RFC: krb5 manual pages becoming groff-only?
Tom Yu
tlyu at MIT.EDU
Wed Aug 3 19:37:23 EDT 2011
Upcoming changes to the MIT krb5 documentation could cause our manual
pages to become unreadable on Unix systems where the "man" program
uses a Unix (AT&T-derived) nroff program instead of the GNU version
(groff). We would appreciate some feedback about this possibility.
We're soliciting feedback both from people who build our software from
source code, and from redistributors who might customize our software.

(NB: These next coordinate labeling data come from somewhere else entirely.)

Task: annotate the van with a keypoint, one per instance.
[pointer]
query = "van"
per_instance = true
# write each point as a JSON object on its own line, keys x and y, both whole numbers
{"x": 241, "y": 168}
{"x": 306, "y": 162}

Our existing manual pages are hand-coded nroff in the traditional Unix
".man" format. As part of an effort to improve our documentation, we
are experimenting with consolidating our various documentation sources
(including Unix "man" pages) into Sphinx (http://sphinx.pocoo.org/)
reStructuredText format.
The following questions are directly primarily at people who deal with
Unix systems whose "man" program runs a Unix nroff rather than groff.
More background information follows these questions.
1. How much will you be inconvenienced if the krb5 manual pages
became groff-only?
2. If you're a redistributor, would you translate (manually or
automatically) our groff-only manual pages into a
Unix-compatible nroff format? If not, would you instead be
willing to distribute our manual pages in a preformatted
("catman") form only?
3. Are you willing to help revise the Docutils manpage writer
(used by Sphinx to generate manpages) so that it generates
manual pages compatible with Unix nroff?
4. What other alternatives do you think we should consider for
this situation?
Additional background:
Sphinx (in releases 1.0 and later, which are not yet available in some
OS distributions) is capable of generating Unix manual pages, but
these generated manual pages rely on GNU extensions to nroff. These
generated manual pages do not render correctly on a Unix version of
nroff. (tested on Solaris 10; some Linux OSes and some BSD
derivatives seem to ship with groff)
While it's possible that the manual page "writer" component of Sphinx
(actually a Docutils component used by Sphinx) could be changed to
generate manual page output that renders correctly under traditional
Unix nroff, such changes would take some time to implement and to
propagate through their release process. We could develop our own
replacement for that component, but that creates more maintenance
difficulties for us.
It is very likely that we will either generate the manual pages from
Sphinx when we build release tarfiles, or periodically check in
generated manual pages to the source repository as needed. This
avoids requiring casual builders to install the most recent version of
Sphinx (which might not be readily available on their OSes), but does
not necessarily remove the requirement to have groff available.